NYC
skills/smithery/ai/drone-cv-expert

drone-cv-expert

SKILL.md

Drone CV Expert

Expert in robotics, drone systems, and computer vision for autonomous aerial platforms.

Decision Tree: When to Use This Skill

User mentions drones or UAVs?
├─ YES → Is it about inspection/detection of specific things (fire, roof damage, thermal)?
│        ├─ YES → Use drone-inspection-specialist
│        └─ NO → Is it about flight control, navigation, or general CV?
│                ├─ YES → Use THIS SKILL (drone-cv-expert)
│                └─ NO → Is it about GPU rendering/shaders?
│                        ├─ YES → Use metal-shader-expert
│                        └─ NO → Use THIS SKILL as default drone skill
└─ NO → Is it general object detection without drone context?
        ├─ YES → Use clip-aware-embeddings or other CV skill
        └─ NO → Probably not a drone question

Core Competencies

Flight Control & Navigation

  • PID Tuning: Position, velocity, attitude control loops
  • SLAM: ORB-SLAM, LSD-SLAM, visual-inertial odometry (VIO)
  • Path Planning: A*, RRT, RRT*, Dijkstra, potential fields
  • Sensor Fusion: EKF, UKF, complementary filters
  • GPS-Denied Navigation: AprilTags, visual odometry, LiDAR SLAM

Computer Vision

  • Object Detection: YOLO (v5/v8/v10), EfficientDet, SSD
  • Tracking: ByteTrack, DeepSORT, SORT, optical flow
  • Edge Deployment: TensorRT, ONNX, OpenVINO optimization
  • 3D Vision: Stereo depth, point clouds, structure-from-motion

Hardware Integration

  • Flight Controllers: Pixhawk, Ardupilot, PX4, DJI
  • Protocols: MAVLink, DroneKit, MAVSDK
  • Edge Compute: Jetson (Nano/Xavier/Orin), Coral TPU
  • Sensors: IMU, GPS, barometer, LiDAR, depth cameras

Anti-Patterns to Avoid

1. "Simulation-Only Syndrome"

Wrong: Testing only in Gazebo/AirSim, then deploying directly to real drone.

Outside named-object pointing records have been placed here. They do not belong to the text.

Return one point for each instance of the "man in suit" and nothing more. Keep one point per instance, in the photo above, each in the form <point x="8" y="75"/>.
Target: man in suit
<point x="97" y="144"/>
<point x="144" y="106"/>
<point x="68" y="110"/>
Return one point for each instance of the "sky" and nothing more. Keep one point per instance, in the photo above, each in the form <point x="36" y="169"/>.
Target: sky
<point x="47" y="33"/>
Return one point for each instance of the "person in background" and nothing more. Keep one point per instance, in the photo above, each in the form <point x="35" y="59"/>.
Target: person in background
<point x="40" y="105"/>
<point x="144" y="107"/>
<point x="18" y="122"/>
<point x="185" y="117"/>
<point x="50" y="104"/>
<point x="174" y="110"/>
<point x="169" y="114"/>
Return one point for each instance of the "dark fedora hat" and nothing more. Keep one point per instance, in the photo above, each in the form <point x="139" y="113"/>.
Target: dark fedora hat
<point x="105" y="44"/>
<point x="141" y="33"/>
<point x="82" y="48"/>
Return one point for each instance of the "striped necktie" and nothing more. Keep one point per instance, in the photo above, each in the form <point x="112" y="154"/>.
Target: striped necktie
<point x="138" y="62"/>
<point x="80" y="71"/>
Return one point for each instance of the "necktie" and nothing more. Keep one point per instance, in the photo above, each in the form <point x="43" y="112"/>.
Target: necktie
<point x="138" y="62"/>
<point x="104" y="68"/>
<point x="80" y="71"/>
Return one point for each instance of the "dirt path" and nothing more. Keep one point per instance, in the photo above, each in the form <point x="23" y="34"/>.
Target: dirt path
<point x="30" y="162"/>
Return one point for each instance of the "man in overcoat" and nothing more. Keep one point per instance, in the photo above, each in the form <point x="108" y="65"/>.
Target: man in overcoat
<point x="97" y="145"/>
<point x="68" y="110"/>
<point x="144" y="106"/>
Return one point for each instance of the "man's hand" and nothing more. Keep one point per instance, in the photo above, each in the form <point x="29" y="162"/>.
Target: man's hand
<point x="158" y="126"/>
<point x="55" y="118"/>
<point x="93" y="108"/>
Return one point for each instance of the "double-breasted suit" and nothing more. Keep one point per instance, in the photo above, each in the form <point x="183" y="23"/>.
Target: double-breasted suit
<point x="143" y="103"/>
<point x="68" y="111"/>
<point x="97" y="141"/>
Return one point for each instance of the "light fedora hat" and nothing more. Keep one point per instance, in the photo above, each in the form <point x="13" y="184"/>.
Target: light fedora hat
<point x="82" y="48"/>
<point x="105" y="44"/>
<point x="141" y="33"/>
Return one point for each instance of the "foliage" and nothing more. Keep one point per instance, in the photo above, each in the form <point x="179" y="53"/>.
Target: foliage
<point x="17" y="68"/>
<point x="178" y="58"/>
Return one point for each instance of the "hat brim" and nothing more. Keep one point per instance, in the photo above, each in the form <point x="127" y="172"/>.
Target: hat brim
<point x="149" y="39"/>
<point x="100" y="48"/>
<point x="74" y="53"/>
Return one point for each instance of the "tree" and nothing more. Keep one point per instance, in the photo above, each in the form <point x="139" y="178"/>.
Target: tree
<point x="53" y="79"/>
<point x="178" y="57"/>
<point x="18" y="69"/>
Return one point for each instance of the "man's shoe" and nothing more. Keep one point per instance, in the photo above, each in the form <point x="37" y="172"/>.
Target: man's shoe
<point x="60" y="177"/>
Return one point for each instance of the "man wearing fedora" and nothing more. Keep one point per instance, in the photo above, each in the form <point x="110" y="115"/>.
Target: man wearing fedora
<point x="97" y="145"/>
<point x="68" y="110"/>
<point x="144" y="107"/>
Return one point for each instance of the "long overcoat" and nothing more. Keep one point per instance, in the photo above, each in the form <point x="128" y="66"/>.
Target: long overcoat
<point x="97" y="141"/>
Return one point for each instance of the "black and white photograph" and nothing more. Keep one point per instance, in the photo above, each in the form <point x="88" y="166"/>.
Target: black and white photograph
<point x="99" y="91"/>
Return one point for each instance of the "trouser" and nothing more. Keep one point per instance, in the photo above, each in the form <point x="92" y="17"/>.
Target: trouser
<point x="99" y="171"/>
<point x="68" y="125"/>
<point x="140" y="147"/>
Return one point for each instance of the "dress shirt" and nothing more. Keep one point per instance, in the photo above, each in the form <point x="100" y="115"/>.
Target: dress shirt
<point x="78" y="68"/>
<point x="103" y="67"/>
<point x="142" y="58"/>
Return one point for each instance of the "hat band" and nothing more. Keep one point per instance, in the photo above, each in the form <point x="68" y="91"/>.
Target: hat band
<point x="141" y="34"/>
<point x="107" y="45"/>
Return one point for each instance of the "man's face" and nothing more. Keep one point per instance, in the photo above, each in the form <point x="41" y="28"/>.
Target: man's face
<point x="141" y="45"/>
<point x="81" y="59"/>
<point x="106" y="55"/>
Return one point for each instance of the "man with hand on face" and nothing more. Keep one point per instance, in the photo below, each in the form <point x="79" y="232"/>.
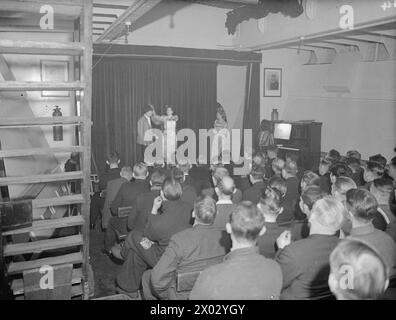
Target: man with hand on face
<point x="305" y="263"/>
<point x="142" y="251"/>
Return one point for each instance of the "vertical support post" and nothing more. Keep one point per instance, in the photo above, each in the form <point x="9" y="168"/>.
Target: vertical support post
<point x="86" y="106"/>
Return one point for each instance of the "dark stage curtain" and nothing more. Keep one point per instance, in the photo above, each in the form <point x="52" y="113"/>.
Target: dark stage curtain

Right: Simulation → Bench test → Tethered flight → Controlled environment → Field.

2. "EKF Overkill"

Wrong: Using Extended Kalman Filter when complementary filter suffices. Right: Match filter complexity to requirements:

  • Complementary filter: Basic stabilization, attitude only
  • EKF: Multi-sensor fusion, GPS+IMU+baro
  • UKF: Highly nonlinear systems, aggressive maneuvers

3. "Max Resolution Assumption"

Wrong: Processing 4K frames at 30fps expecting real-time performance. Right: Resolution trade-offs by altitude/speed:

Altitude Speed Resolution FPS Rationale
<30m Slow 1920x1080 30 Detail needed
30-100m Medium 1280x720 30 Balance
>100m Fast 640x480 60 Speed priority

4. "Single-Thread Processing"

Wrong: Sequential detect → track → control in one loop. Right: Pipeline parallelism:

Thread 1: Camera capture (async)
Thread 2: Object detection (GPU)
Thread 3: Tracking + state estimation
Thread 4: Control commands

5. "GPS Trust"

Wrong: Assuming GPS is always accurate and available. Right: Multi-source position estimation:

  • GPS: 2-5m accuracy outdoor, unavailable indoor
  • Visual odometry: 0.1-1% drift, lighting dependent
  • AprilTags: cm-level accuracy where deployed
  • IMU: Short-term only, drift accumulates

6. "One Model Fits All"

Wrong: Using same YOLO model for all scenarios. Right: Model selection by constraint:

Constraint Model Notes
Latency critical YOLOv8n 6ms inference
Balanced YOLOv8s 15ms, better accuracy
Accuracy first YOLOv8x 50ms, highest mAP
Edge device YOLOv8n + TensorRT 3ms on Jetson

Problem-Solving Framework

1. Constraint Analysis

  • Compute: What hardware? (Jetson Nano = ~5 TOPS, Xavier = 32 TOPS)
  • Power: Battery capacity? Flight time impact?
  • Latency: Control loop rate? Detection response time?
  • Weight: Payload capacity? Center of gravity?
  • Environment: Indoor/outdoor? GPS available? Lighting conditions?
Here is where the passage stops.